Rich in proteins and healthy fats and requiring no preparation to eat, pecans are an almost perfect food for humans (in stark opposition to Crisco and corn syrup). Pecans keep fresh within their shells for an entire growing season or longer. The nuts contain protein, sterols, antioxidants, and omega-6 fatty acids. They provide two-to-five times as much food energy as lean meat. Eating a daily handful of pecans lowers “bad” cholesterol levels in a manner similar to statin drugs, and also, “may delay age-related muscle nerve degeneration.” I should probably just eat my bag of pecans and live eternally, but who really wants to be around for the nightmarish robopocalypse (or forgo pie)? Out of convention, I have been calling pecans “nuts”, but the edible part is technically a drupe—a fruit with a single large pit much like a peach or plum. I won’t even mention the rich buttery flavor which is a perfect complement to sweets such as…well, I said I wouldn’t talk about it. Like walnut and hickory (which are close cousins), pecan also makes a magnificent lumber–although it seems a waste to use such a beautiful & useful tree for furniture and cabinetry.

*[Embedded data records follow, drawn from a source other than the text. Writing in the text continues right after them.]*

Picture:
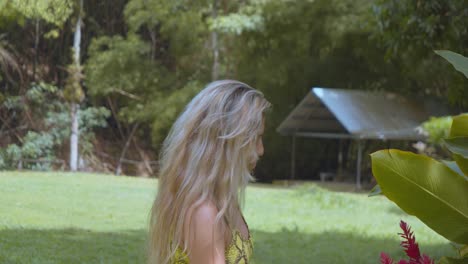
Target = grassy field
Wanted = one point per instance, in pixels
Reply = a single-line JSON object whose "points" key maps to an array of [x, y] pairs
{"points": [[87, 218]]}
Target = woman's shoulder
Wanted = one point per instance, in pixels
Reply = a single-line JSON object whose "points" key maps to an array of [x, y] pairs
{"points": [[201, 221], [205, 212]]}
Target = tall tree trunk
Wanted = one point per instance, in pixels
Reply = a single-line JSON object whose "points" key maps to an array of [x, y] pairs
{"points": [[36, 49], [118, 171], [74, 138], [214, 44]]}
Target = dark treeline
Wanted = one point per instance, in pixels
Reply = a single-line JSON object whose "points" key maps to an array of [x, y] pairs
{"points": [[142, 60]]}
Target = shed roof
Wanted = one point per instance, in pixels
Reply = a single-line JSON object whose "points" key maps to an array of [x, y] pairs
{"points": [[339, 113]]}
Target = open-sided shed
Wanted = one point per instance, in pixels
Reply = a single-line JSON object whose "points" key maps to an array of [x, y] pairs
{"points": [[357, 115]]}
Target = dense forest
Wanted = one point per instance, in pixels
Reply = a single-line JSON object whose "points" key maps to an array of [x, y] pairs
{"points": [[116, 74]]}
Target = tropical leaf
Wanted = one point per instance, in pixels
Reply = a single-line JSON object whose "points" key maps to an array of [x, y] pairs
{"points": [[457, 145], [460, 129], [458, 61], [426, 188], [375, 191], [448, 260], [454, 166]]}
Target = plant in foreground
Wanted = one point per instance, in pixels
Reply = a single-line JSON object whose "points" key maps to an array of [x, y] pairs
{"points": [[411, 249]]}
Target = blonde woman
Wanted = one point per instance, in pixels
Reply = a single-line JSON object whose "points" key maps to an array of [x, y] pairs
{"points": [[206, 163]]}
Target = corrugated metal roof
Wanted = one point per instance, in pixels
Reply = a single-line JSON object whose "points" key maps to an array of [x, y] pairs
{"points": [[339, 113]]}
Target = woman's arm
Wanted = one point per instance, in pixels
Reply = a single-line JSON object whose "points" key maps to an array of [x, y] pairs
{"points": [[206, 241]]}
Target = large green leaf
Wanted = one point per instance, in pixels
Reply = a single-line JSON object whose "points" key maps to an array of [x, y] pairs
{"points": [[454, 166], [460, 129], [459, 126], [458, 61], [457, 145], [426, 188]]}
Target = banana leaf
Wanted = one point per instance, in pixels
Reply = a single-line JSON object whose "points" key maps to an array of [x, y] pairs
{"points": [[458, 61], [426, 188], [458, 130]]}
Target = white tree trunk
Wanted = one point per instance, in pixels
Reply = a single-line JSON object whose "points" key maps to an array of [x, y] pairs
{"points": [[74, 137], [214, 44]]}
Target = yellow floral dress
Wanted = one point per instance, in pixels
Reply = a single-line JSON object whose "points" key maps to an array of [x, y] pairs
{"points": [[239, 251]]}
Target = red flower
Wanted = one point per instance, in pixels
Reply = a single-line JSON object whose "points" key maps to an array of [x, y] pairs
{"points": [[409, 244], [385, 259], [411, 249], [426, 260]]}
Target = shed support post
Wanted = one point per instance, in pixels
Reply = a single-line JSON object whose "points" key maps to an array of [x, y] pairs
{"points": [[358, 165], [340, 159], [293, 158]]}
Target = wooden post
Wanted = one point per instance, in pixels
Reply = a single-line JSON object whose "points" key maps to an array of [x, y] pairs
{"points": [[293, 158], [340, 159], [358, 165]]}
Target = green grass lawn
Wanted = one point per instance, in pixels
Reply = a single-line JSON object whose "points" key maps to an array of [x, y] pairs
{"points": [[88, 218]]}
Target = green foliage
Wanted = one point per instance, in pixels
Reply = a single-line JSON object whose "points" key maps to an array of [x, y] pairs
{"points": [[410, 30], [437, 128], [458, 61], [169, 109], [425, 188], [119, 64], [237, 23], [415, 181], [45, 104], [73, 92], [53, 11]]}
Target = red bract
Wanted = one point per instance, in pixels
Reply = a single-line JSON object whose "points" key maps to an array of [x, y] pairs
{"points": [[409, 243], [411, 249], [426, 260], [385, 259]]}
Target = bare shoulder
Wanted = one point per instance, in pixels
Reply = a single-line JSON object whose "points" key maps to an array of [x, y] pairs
{"points": [[204, 214], [205, 235]]}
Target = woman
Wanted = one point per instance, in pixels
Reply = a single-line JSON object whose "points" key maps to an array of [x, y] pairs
{"points": [[206, 163]]}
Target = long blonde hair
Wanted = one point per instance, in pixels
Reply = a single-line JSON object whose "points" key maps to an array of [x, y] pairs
{"points": [[205, 157]]}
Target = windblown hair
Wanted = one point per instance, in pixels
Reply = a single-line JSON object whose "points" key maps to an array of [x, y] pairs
{"points": [[206, 157]]}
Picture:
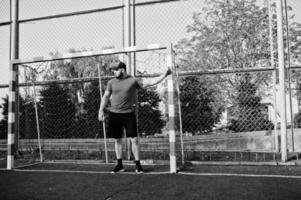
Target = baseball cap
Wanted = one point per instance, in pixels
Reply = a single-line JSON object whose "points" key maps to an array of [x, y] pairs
{"points": [[117, 65]]}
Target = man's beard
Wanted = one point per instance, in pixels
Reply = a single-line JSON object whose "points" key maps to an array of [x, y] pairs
{"points": [[121, 75]]}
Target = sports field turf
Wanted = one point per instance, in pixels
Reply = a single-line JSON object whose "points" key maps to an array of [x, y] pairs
{"points": [[90, 181]]}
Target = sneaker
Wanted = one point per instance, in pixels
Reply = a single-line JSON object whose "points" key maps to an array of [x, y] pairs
{"points": [[118, 168], [139, 169]]}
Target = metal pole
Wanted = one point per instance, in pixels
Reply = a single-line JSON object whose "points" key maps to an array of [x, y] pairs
{"points": [[103, 123], [37, 121], [171, 113], [127, 38], [12, 132], [274, 76], [282, 82], [289, 76]]}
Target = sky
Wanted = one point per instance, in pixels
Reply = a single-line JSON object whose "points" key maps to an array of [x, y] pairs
{"points": [[159, 23]]}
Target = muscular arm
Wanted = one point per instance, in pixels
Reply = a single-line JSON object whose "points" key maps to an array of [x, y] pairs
{"points": [[104, 103]]}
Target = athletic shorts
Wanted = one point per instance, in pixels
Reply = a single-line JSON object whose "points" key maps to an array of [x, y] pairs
{"points": [[120, 121]]}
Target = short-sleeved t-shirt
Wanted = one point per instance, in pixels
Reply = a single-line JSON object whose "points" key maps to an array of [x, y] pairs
{"points": [[123, 94]]}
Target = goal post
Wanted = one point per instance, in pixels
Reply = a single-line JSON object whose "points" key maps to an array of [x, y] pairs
{"points": [[36, 84]]}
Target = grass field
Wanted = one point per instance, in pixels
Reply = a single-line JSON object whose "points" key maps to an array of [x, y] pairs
{"points": [[94, 181]]}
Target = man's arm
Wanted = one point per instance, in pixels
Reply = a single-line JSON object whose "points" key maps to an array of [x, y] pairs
{"points": [[104, 103], [159, 80]]}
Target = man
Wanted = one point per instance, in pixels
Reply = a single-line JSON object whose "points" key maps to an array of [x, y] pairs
{"points": [[121, 91]]}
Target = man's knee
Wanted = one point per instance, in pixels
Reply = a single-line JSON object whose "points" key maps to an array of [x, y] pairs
{"points": [[134, 140]]}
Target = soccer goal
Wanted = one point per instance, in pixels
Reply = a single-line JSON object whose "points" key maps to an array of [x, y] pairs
{"points": [[54, 103]]}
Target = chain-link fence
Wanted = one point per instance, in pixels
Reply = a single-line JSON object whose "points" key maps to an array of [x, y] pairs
{"points": [[218, 111]]}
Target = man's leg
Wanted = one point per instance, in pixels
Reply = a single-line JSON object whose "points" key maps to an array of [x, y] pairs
{"points": [[135, 150], [118, 151], [118, 148]]}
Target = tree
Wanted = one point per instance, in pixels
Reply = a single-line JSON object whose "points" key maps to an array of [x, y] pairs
{"points": [[248, 114], [57, 112], [200, 111], [149, 116], [230, 34]]}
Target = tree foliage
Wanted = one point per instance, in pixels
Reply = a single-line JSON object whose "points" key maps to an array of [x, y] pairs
{"points": [[200, 111], [248, 114], [57, 116], [149, 116]]}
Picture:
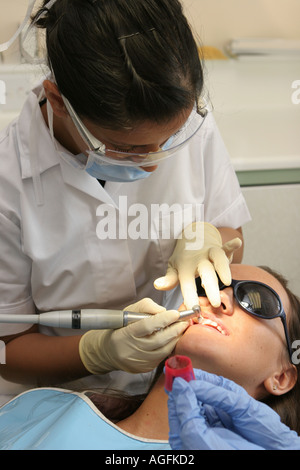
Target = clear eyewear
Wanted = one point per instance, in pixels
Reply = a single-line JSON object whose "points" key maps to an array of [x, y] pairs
{"points": [[257, 299], [99, 152]]}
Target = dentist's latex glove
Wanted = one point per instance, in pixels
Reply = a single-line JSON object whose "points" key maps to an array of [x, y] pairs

Unlike most familiar fruit and nut trees, pecan trees get big! A mature tree can grow up to 44 meters in height (144 ft) with an equally wide span. Just imagine a living green sphere the size of a 15 story building. The trees live to more than 300 years of age, so there are pecan trees out there older than our republic (and arguably in better shape)!
According to my sources, pecans were not domesticated until the 1880s. However, considering how perfect they are for humans, I can’t help wonder if they coevolved with us quite a bit over the last 14,000 years. Or are we more squirrel-like than we wish to admit? At any rate, today the United States accounts for up to 95 percent of the world’s pecan crop which exceeds 200 thousand tons. The crop is harvested in mid to late October (which probably explains why I could even afford my bag of shelled pecans). Pecans are a perfect food, a perfect timber, a perfect tree. I’m not sure if the Algonquians were right to choose such a spare name—perhaps the pecan tree should be named for a goddess after all. Unlike the monstrous Chinese invader, pecan is the true tree of heaven.